Незадолго до приезда арестованных в столицу Австро-Венгрии, барон Кнурбергер сидел в своём кабинете и оживлённо разговаривал с господином довольно странной наружности.
То был человек высокого роста, одетый в длиннополый чёрный редингот, наглухо застегнутый спереди. Огромные сапоги на толстых подошвах неуклюже сидели на его тощих ногах. Все изрытое оспою лицо, волосы, несмотря на все усилия, торчавшие вихрами, и длинная козлиная борода делали наружность этого господина не особенно представительной. Но проницательные, живые глаза, глубоко сидевшие в глазницах и зорко выглядывавшие из-под нависших густых бровей, показывали в нём человека с недюжинным умом и железной волею.
Это был Теодор Шарп, доктор астрономии и профессор Венского университета.
Его суровая, аскетическая фигура представляла резкий контраст с поношенной, нахальной наружностью начальника полиции. Ровным, сухим тоном он давал свои объяснения, не обращая никакого внимания на льстивые любезности, расточаемые ему бароном.
Только когда вошедший агент заявил, что арестованные прибыли, и барон пригласил своего собеседника принять участие в обыске их вещей, Теодор Шарп изменил своему бесстрастию: его губы судорожно сжались, лоб нахмурился, обнаруживая усиленную работу мысли, и глаза засверкали загадочным огнем. Лихорадочно вскочив, он последовал за начальником полиции, стуча своими тяжёлыми сапогами.
ГЛАВА VII
После тщательного обыска всего багажа наших героев, барон Кнурбергер вернулся в свой кабинет, сопровождаемый профессором Шарпом. Лицо начальника сыскной полиции было оживлено выражением нескрываемого удовольствия, и он радостно потирал себе руки. Вид ученого, напротив, по-прежнему был холоден и бесстрастен.
— Ну-с, дорогой профессор, крупных мы с вами зверей затравили сегодня, — проговорил барон, опускаясь в мягкое кресло. — Если повести дело правильно, то меня, наверное, ожидает повышение, а вас орден Франца Иосифа.
— Простите меня, барон, — сухо прорвал его Шарп, — но я не желаю никакой награды.
— Как?! Ведь единственно благодаря вам мы раскрыли замыслы этих славянофилов, посягающих на спокойствие и целость Австро-Венгерской империи! — Искреннее удивление выражалось при этом на лице Кнурбергера.
— Донеся на моего коллегу по профессии Михаила Осипова, я исполнил лишь свой прямой долг пред государством, и признательность правительства — для меня лучшая награда… К тому же, — прибавил профессор, устремляя загадочный взгляд на своего собеседника, — у меня есть своя цель, достигнув которой я буду вполне вознагражден.
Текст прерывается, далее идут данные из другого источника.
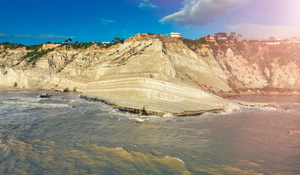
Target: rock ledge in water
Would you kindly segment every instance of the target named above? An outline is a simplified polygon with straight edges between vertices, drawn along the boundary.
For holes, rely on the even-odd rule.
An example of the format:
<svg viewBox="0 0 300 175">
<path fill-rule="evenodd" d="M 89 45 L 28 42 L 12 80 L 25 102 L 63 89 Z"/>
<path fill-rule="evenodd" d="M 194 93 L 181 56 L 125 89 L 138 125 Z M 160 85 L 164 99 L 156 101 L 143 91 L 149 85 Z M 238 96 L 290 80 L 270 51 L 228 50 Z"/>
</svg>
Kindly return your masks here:
<svg viewBox="0 0 300 175">
<path fill-rule="evenodd" d="M 50 98 L 50 96 L 47 93 L 44 93 L 43 94 L 40 96 L 41 98 Z"/>
</svg>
— Странно… Впрочем, как знаете… Ну, а теперь приступим к допросу арестантов. — С этими словами начальник полиции позвонил.
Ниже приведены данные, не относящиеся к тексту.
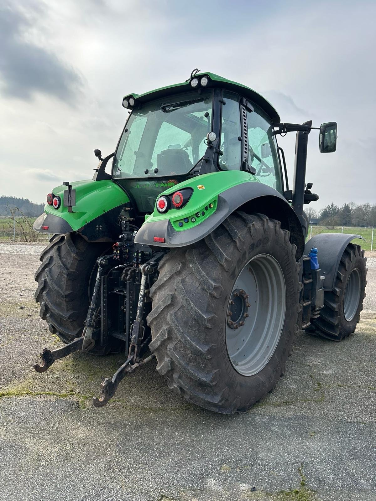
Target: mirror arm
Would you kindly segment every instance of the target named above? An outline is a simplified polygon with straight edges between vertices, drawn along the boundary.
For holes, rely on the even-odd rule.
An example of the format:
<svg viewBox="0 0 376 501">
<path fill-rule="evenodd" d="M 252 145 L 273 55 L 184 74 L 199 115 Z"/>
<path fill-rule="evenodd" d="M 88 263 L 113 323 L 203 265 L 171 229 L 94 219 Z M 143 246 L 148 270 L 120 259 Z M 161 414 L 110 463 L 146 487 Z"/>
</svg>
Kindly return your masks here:
<svg viewBox="0 0 376 501">
<path fill-rule="evenodd" d="M 94 169 L 95 172 L 94 172 L 94 175 L 93 176 L 93 181 L 104 181 L 105 179 L 111 179 L 110 174 L 105 172 L 104 169 L 106 168 L 106 166 L 109 160 L 111 159 L 114 155 L 115 153 L 114 152 L 100 160 L 97 168 Z"/>
</svg>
На звонок в кабинет вошел уже виденный нами секретарь.
— Велите привести сюда подсудимого Осипова, а сами садитесь записывать его показания, — приказал барон. Секретарь с поклоном вышел и, тотчас-же возвратившись, сел за стол, приготовившись писать. Через минуту за дверью послышалось бряцание жандармских палашей.
Услышав, что ведут арестованного, Шарп невольно опустил голову и побледнел. По скоро он снова выпрямился с прежним ледяным спокойствием; только глаза его, как два раскаленных угля блестевшие из-под нависших бровей, обнаруживали душевную бурю, кипевшую в груди этого по-видимому бесстрастного человека.
Михаил Васильевич вошел под конвоем двух рослых жандармов с саблями наголо. Увидев Шарпа, он испустил крик радостного изумления.